You are not paying attention here. Each CUs need to access to the L1 and L2 cache to work. On PS5, each CUs have about 0.111 MB of L2 cache. On XSX each CUs have about 0.096 MB of L2 to work. So if you feed those CUs with the same amount of things to do (ideally), XSX CUs will have less L2 cache so there will be more L2 miss, hence more accesses to the GDDR6 memory to work.
There are significantly more CUs operating simultaneously as a result however.
You're still looking at direct comparisons between 2 systems. Which is probably why you're hung up on the numbers there.
You should be looking at how much work they need to process, of which the architectures are built around.

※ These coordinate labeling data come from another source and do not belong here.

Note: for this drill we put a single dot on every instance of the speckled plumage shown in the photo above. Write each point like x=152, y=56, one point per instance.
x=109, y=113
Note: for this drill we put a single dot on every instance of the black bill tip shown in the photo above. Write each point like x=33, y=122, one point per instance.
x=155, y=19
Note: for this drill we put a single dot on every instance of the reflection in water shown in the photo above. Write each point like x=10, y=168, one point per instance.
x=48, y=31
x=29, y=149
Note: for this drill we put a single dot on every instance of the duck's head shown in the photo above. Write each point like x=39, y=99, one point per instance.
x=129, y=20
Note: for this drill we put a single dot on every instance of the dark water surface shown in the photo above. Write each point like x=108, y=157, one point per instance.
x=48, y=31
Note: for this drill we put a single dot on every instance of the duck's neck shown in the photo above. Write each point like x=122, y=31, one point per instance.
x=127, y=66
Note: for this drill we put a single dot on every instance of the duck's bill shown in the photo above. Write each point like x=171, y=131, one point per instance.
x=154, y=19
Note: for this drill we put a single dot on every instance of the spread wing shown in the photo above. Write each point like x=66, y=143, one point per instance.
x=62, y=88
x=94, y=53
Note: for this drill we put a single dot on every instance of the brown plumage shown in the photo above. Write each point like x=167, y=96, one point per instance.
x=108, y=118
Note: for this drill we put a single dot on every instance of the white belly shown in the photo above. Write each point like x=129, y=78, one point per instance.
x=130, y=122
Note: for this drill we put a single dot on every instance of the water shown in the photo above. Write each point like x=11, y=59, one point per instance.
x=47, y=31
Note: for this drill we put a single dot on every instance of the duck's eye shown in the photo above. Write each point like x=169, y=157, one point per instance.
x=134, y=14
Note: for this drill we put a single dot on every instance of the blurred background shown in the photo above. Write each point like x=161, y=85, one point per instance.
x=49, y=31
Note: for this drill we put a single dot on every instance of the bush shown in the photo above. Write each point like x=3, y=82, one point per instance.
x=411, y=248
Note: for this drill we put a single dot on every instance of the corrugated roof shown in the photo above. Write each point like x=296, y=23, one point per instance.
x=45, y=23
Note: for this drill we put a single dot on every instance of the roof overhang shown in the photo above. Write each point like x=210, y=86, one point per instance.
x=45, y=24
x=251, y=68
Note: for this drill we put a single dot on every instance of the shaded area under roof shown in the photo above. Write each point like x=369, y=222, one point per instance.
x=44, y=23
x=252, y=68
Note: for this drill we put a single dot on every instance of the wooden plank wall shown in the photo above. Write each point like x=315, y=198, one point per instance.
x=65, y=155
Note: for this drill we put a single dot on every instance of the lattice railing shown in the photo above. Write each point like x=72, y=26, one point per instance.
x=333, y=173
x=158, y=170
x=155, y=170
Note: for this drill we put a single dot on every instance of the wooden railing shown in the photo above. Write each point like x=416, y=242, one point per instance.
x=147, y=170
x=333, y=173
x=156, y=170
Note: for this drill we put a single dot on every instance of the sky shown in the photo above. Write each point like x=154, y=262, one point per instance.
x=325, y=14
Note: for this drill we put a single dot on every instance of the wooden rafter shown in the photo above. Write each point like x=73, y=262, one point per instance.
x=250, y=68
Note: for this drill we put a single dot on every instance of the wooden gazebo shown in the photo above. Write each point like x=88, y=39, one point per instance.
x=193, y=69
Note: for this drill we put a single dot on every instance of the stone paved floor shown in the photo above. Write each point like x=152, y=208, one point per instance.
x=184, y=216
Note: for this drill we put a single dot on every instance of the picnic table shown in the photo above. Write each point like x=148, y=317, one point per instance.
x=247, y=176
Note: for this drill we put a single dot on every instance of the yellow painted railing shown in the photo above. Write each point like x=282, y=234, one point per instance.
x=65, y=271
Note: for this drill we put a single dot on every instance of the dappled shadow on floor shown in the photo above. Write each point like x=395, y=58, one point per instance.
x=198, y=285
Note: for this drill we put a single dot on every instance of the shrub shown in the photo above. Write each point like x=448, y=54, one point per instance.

You can easily showcase a cpu processor per instruction, per branch, per core, per l1, per l2, per system memory to be significantly better than any GPU.
But it stands to point that there are 32 at most versus _thousands_ on the GPU.
The GPU has a significant overhead to get started, but once it's gets started it's ability to consume massive amounts of work as a result of having a massive amount of processors is what allows it to bolt ahead.
We can point at individual metrics all day long, but at the end of the day there are 44% more processors in the XSX. Hyper tuning hardware helps, it helps that PS5 is fairly general purpose, flexible and adaptable because of it's clock speed setup. But at a certain scale of load, having more compute is going to matter more than all the hyper tuning you can do.
Smaller loads will definitely benefit more the higher performance processors. That's not being debated. But each of these metrics, conveniently leaves out how many more processors are working at the same time.
tldr; 2080 probably has similar more ideal characteristics with cache and memory bandwidth vs the 3080. And in some workloads yes, the 3080 is poorly leveraged against the 2080. But in others, which the workloads we are heading into, it's 2x the performance.
If cache was the greatest bottleneck to getting more compute we would have made caches the focus. But each generation, the compute gets larger and wider, the caches increase to support it and the clockspeeds generally improve only slightly.
I don't mind looking at these things, but I don't want to overattribute something in which every architecture will suffer from. Its not like PS5 solved cache hit/miss problems by clocking high and keeping processor counts low. We need more compute because we need more calculations going into next generation.